There’s nothing worse than breaking a lace right before you’re about to hit the ice. Laces get nicked by skate blades and sticks and will break eventually, but you can be ready with a spare pair of waxed and/or unwaxed skate laces. You’ll be happy you have them when the time comes. Keep a lighter in your hockey bag, too: it can help you manage frayed ends to make lacing up a lot easier.

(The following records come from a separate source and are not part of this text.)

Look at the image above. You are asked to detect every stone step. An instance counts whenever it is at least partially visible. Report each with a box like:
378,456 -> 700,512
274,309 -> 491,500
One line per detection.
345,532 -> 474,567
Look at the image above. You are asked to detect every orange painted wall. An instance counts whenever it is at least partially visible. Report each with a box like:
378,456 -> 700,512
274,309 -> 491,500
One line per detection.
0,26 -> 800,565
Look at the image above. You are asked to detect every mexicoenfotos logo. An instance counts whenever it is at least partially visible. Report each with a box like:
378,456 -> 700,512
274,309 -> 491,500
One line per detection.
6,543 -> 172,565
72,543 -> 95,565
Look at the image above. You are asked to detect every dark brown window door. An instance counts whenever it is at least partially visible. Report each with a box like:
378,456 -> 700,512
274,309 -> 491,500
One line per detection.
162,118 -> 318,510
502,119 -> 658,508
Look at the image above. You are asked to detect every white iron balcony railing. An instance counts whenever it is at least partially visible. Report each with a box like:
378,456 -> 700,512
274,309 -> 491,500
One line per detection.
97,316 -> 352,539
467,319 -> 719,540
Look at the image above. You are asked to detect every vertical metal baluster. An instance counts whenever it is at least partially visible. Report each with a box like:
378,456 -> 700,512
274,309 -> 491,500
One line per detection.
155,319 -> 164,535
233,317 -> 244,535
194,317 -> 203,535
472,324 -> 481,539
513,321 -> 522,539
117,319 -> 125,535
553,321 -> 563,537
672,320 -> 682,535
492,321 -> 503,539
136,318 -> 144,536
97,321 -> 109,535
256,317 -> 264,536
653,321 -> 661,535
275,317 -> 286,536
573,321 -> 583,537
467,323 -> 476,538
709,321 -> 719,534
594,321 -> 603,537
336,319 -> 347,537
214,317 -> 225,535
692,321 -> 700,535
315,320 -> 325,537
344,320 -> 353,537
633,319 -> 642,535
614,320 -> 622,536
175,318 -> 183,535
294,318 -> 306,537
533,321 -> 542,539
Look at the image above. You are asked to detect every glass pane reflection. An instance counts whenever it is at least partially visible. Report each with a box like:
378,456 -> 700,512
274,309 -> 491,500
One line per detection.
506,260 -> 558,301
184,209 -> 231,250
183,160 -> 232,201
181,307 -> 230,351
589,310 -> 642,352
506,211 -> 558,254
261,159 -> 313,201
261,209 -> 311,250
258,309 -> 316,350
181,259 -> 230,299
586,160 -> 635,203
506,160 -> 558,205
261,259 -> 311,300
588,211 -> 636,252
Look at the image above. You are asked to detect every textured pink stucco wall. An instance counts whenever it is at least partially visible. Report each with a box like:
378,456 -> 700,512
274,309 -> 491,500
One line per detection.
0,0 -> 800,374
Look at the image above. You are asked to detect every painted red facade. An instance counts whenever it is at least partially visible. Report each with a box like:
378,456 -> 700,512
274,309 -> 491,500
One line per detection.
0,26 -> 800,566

A honing stone is a smart addition to your hockey bag. You probably already know that the guys who design hockey rinks didn’t take your skate blades into consideration. Long stretches of concrete, even beneath the bench, will wear your edges. Avoid blowing a tire at a critical moment in the game: a honing stone doesn’t replace a proper skate sharpening, but is an excellent on-the-spot resource for smoothing out burrs and rebuilding your edges on the bench. A honing stone is also a handy tool for those who live far away from the skate shop and can’t easily have their skates sharpened professionally.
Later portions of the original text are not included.